- Full name: Tengen
- Started: 1975
- Honorary Winners: Rin Kaiho Iyama Yuta
- Sponsors: Three Newspaper Companies
- Prize money: 12 million yen
- Affiliation: Nihon Ki-in

= Tengen (Go) =

Go competition in Japan

Tengen (天元, center or origin of heaven) is a Go competition in Japan.

The name Tengen refers to the center point on a Go board.

The event is held annually, and has run continuously since its inauguration in 1975.

== Tengen competition (天元戦) ==
The Tengen competition is a Go tournament run by the Japanese Nihon-Kiin and Kansai-Kiin.
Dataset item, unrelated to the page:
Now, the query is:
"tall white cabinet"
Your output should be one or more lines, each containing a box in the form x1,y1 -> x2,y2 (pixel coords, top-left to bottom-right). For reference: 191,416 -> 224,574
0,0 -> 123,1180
The Tengen is the 5th of the 7 big titles in Japanese Go.

It has the same format as the other tournaments. There is a preliminary tournament, which is single knockout, where the winner faces the holder in a best-of-five match.

Before the 6th Tengen, the format was different. Instead of the title holder waiting for a challenger, it would be the two Go players left from the single knockout tournament who then played a best-of-five match to determine the holder.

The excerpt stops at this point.